As the leader of a prominent "Christian" school organization once said, “We must implement strategies that embrace that unique confluence where intellectual development and spiritual formation embrace.” Where have all the teachers gone? It appears they have been replaced by "educators" and "learning facilitators."
Stan,
I could rant endlessly about that too. The problem with public schools is that they exist in the first place.
Stan,
California ranks near the top in per capita spending for public education (nearly $10,000. per child per year) and ranks 48 of 50 in testing performance.
Obviously, contrary to what the teacher's unions demand, more spending is NOT the solution.
Political solutions usually involve money. Results? Next question.
Money talks.
I don't exactly think public schools should be around either. There's definitely nothing in the US Constitution authorizing Congress to provide any funding for it.
"Teacher" implies that there is someone who actually knows something and imparts that knowledge to others who do not know it. Of course, that means we have to admit that students don't already have all the answers inside of them, and that is certainly not politically correct.

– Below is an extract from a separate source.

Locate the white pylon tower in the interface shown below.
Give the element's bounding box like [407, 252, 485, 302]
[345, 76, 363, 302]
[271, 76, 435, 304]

"Learning facilitator" implies that instead of teaching, what goes on in the classroom is the pooling of ignorance. I guess that is probably true.
In light of this, I can certainly say, “Eye use to kuddn’t even spel “ejukader,” and now Eye are wun.
Ralph: They have improved the Jargon Generator to include a prepositional phrase with the verbs, adjectives, and nouns. Twice as much fun.
"We will unpack constructivist proficiencies in data-driven schools."
"We will innovate peer-based guiding coalitions through cognitive disequilibrium."
"We will repurpose child-centered experiences across cognitive and affective domains."
Just think of all the fun we could have with a WASC accreditation team!